Pour se l'expliquer à lui-même, Vendale descendit au fond des choses; il se souvint qu'Obenreizer était un homme de son âge, et que Marguerite n'était sa nièce qu'à demi. Avec la prompte jalousie des amants, il se demanda s'il n'avait pas en même temps devant lui un rival à redouter et un tuteur à conquérir. Cette pensée ne fit que traverser son esprit; ce fut tout. La sensation du baiser de Marguerite qui brûlait encore sa joue lui rappela qu'un mouvement de jalousie même passagère, était maintenant un outrage envers la jeune fille.

En y réfléchissant bien, on pouvait croire qu'un motif personnel et d'un tout autre genre dictait à Obenreizer une conduite si surprenante. La grâce et la beauté de Marguerite étaient de précieux ornements pour ce petit ménage. Elles donnaient du charme et de l'importance à la maison, des armes à Obenreizer pour subjuguer ceux dont il avait besoin, une certaine influence sur laquelle il pouvait toujours compter pour donner de l'attrait au logis et dont il pouvait user pour son intérieur. Était-il homme à renoncer à tout cela sans compensation? Une alliance avec Vendale lui offrait, sans doute, certains avantages très sérieux. Mais il y avait à Londres des centaines d'hommes plus puissants, plus accrédités que George, et peut-être avait-il placé son ambition et ses espérances plus haut!

À ce moment même où cette dernière question traversait l'esprit de Vendale, Obenreizer reparut pour y répondre ou pour n'y point répondre, ainsi que la suite de ce récit va le démontrer.

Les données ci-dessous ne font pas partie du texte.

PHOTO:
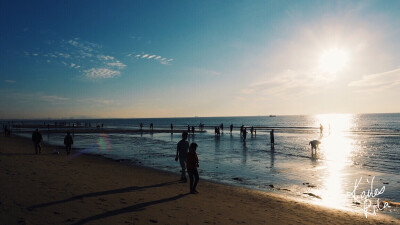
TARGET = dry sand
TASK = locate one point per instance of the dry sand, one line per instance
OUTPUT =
(57, 189)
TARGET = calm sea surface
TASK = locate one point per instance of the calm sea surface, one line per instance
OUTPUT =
(363, 148)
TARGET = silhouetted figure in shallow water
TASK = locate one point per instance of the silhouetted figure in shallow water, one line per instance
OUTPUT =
(272, 139)
(181, 154)
(244, 134)
(192, 165)
(314, 146)
(37, 141)
(321, 129)
(68, 142)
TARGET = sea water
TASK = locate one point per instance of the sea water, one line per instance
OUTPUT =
(355, 149)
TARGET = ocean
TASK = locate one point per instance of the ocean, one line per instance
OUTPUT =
(358, 153)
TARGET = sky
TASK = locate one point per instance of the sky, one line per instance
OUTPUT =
(138, 59)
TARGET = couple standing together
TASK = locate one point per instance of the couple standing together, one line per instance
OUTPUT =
(189, 160)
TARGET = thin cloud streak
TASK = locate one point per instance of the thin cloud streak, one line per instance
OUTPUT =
(378, 82)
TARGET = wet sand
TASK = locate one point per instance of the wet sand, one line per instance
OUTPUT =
(84, 189)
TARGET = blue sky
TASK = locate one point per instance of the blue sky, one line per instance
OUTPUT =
(124, 59)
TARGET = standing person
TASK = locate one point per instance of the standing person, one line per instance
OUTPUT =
(37, 141)
(271, 136)
(192, 165)
(321, 129)
(244, 134)
(181, 154)
(68, 142)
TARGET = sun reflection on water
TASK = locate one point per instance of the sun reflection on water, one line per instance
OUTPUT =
(335, 151)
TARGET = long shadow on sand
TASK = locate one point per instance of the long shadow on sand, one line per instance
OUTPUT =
(94, 194)
(133, 208)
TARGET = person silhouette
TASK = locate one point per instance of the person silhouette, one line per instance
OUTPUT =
(272, 138)
(192, 164)
(181, 154)
(68, 142)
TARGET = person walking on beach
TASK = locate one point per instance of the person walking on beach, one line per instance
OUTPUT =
(192, 165)
(181, 154)
(68, 142)
(321, 129)
(244, 134)
(272, 138)
(37, 141)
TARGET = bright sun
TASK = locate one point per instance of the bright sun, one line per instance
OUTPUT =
(333, 60)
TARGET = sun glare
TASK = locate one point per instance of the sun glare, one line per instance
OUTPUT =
(333, 60)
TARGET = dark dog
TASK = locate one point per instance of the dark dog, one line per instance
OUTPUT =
(314, 145)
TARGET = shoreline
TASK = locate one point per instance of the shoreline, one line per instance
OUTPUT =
(72, 200)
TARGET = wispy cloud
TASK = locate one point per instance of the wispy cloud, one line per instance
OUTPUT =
(378, 82)
(52, 98)
(33, 97)
(154, 57)
(96, 101)
(85, 57)
(103, 73)
(286, 84)
(117, 64)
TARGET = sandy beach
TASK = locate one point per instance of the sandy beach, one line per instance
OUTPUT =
(83, 189)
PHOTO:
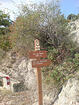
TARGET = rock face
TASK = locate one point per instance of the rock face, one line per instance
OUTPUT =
(20, 68)
(69, 94)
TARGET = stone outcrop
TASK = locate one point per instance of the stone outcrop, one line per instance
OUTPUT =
(20, 68)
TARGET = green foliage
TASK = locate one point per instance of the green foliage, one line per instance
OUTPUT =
(4, 23)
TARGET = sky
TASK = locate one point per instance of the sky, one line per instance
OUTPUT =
(67, 6)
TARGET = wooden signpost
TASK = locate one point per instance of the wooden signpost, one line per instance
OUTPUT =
(38, 62)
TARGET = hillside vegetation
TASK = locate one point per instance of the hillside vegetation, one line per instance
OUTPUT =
(46, 23)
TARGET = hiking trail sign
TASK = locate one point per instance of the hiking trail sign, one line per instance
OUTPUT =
(39, 60)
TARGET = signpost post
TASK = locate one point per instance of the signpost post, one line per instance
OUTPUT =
(37, 63)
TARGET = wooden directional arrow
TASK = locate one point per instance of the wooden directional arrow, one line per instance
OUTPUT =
(41, 63)
(37, 54)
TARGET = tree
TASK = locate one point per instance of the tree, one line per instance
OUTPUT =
(4, 23)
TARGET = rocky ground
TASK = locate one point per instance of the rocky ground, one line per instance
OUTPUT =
(20, 98)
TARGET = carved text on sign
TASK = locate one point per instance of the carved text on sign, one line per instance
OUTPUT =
(41, 63)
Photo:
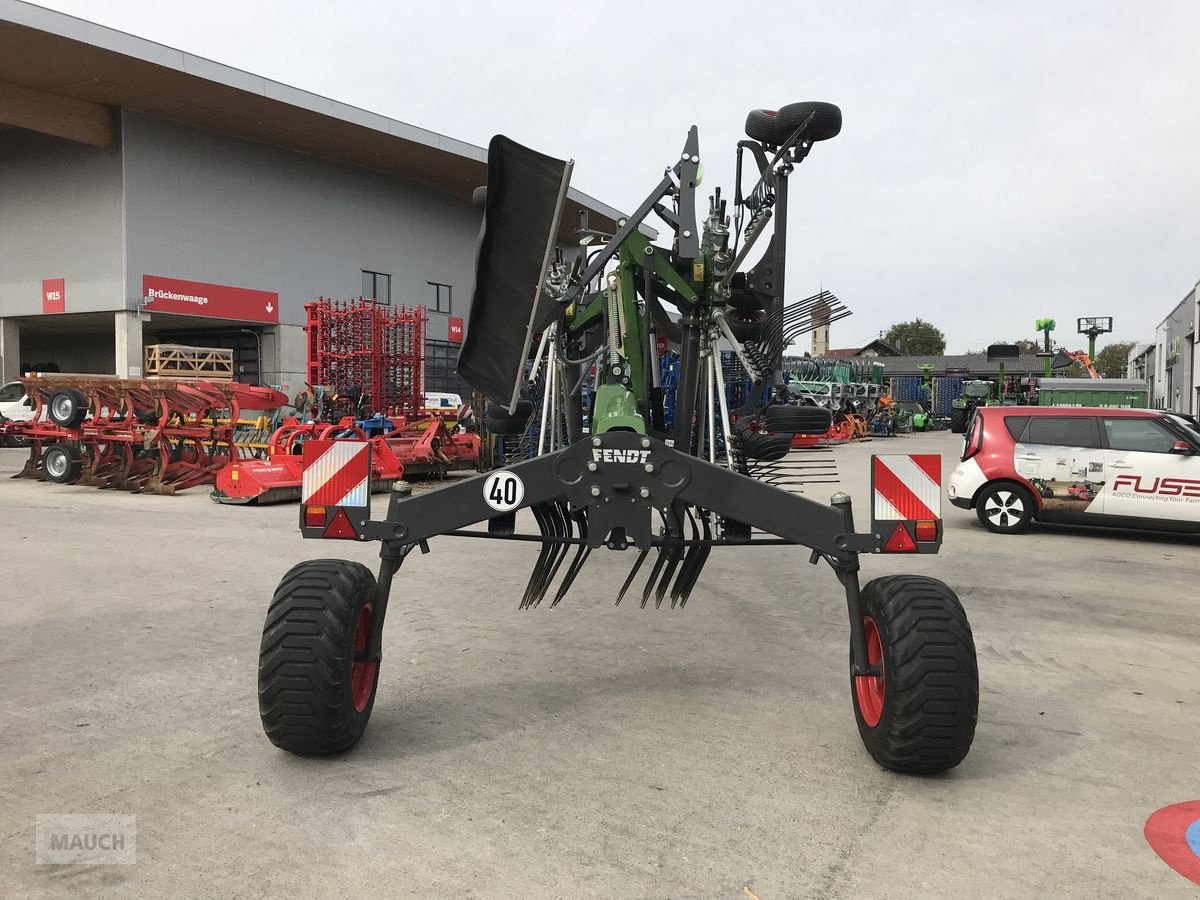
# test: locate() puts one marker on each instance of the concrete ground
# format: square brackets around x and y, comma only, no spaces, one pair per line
[589,750]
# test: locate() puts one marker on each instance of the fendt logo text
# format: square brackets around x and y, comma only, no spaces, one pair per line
[636,457]
[1159,486]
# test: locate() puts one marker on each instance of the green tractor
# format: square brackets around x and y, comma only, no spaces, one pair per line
[975,394]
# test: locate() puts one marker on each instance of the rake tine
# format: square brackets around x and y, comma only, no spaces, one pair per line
[701,562]
[672,561]
[658,564]
[633,573]
[689,562]
[563,529]
[581,557]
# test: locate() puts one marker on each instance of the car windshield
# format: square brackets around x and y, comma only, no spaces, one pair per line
[1187,425]
[11,393]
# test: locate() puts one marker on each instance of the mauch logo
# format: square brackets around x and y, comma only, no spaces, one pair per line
[87,840]
[1159,486]
[636,457]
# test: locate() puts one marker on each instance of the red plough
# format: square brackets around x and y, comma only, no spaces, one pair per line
[159,436]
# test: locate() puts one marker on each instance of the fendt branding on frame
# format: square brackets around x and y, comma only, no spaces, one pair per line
[636,457]
[1159,486]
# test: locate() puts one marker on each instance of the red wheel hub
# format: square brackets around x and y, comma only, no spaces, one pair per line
[363,673]
[870,690]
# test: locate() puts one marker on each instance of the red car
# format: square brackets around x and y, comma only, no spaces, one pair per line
[1134,468]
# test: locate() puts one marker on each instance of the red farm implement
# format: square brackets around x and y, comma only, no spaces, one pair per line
[135,435]
[276,479]
[375,354]
[425,447]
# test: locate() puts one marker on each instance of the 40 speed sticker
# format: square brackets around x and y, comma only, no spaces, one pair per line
[1174,833]
[503,491]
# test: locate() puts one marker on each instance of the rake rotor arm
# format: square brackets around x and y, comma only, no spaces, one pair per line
[621,495]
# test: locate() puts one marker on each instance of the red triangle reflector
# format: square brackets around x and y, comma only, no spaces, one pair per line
[341,527]
[899,543]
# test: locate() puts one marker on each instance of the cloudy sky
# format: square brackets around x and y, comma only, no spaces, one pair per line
[999,162]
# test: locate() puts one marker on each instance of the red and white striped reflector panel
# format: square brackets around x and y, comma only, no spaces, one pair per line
[336,473]
[907,487]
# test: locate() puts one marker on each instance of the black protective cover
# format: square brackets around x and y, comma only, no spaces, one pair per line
[520,222]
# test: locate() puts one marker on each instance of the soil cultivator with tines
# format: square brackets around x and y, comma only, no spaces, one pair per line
[151,435]
[277,478]
[372,353]
[611,474]
[427,447]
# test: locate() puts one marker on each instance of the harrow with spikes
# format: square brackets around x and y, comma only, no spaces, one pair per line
[606,471]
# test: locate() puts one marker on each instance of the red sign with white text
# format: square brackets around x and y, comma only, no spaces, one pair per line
[217,301]
[54,295]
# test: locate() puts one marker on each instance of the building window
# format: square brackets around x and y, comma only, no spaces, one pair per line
[378,286]
[442,295]
[441,360]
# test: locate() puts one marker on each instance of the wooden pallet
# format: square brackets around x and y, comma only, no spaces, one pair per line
[173,360]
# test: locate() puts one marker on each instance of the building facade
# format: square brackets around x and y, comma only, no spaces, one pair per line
[153,197]
[1176,383]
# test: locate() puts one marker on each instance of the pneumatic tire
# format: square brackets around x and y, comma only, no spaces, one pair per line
[61,463]
[747,325]
[67,407]
[315,693]
[761,126]
[1006,508]
[918,714]
[825,124]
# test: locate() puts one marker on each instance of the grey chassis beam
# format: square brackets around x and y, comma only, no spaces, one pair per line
[633,477]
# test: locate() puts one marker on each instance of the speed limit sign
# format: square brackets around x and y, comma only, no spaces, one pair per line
[503,491]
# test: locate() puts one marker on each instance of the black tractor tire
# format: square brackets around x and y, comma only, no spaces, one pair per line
[761,126]
[747,325]
[766,448]
[1006,508]
[826,121]
[61,463]
[523,409]
[315,699]
[796,420]
[498,421]
[918,715]
[67,407]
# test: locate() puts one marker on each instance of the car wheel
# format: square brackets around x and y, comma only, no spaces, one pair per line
[1006,508]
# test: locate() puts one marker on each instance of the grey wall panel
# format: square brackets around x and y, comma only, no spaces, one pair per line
[209,208]
[60,217]
[91,353]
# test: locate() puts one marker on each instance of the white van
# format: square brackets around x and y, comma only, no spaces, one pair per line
[16,406]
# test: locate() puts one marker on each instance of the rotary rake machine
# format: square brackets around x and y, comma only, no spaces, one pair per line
[609,473]
[139,435]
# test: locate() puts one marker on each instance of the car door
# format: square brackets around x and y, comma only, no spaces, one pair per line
[1150,477]
[1062,459]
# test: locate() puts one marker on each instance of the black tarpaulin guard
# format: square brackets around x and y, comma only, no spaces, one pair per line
[525,201]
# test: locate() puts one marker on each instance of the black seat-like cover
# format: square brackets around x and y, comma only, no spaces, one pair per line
[507,306]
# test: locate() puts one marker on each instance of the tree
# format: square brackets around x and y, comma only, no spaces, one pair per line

Il s'était fait un grand changement dans l'attitude et dans toute la personne d'Obenreizer; ses manières étaient bien moins assurées; il y avait autour de ses lèvres tremblantes des signes manifestes d'un trouble profond et violent. Venait-il de dire quelque chose qui avait fait entrer le cœur de Marguerite en révolte? Venait-il de se heurter contre la volonté bien déterminée de la jeune fille? Peut-être oui, peut-être que non. Sûrement, il avait l'air d'un homme rebuté et désespéré de l'être.

—J'ai parlé à ma nièce,—dit-il,—Monsieur Vendale; l'empire que vous exercez sur sont esprit ne l'a pas entièrement aveuglée sur les inconvénients sociaux de ce mariage?...

—Puis-je vous demander,—s'écria Vendale,—si c'est là le seul résultat de votre entrevue avec Mademoiselle Marguerite?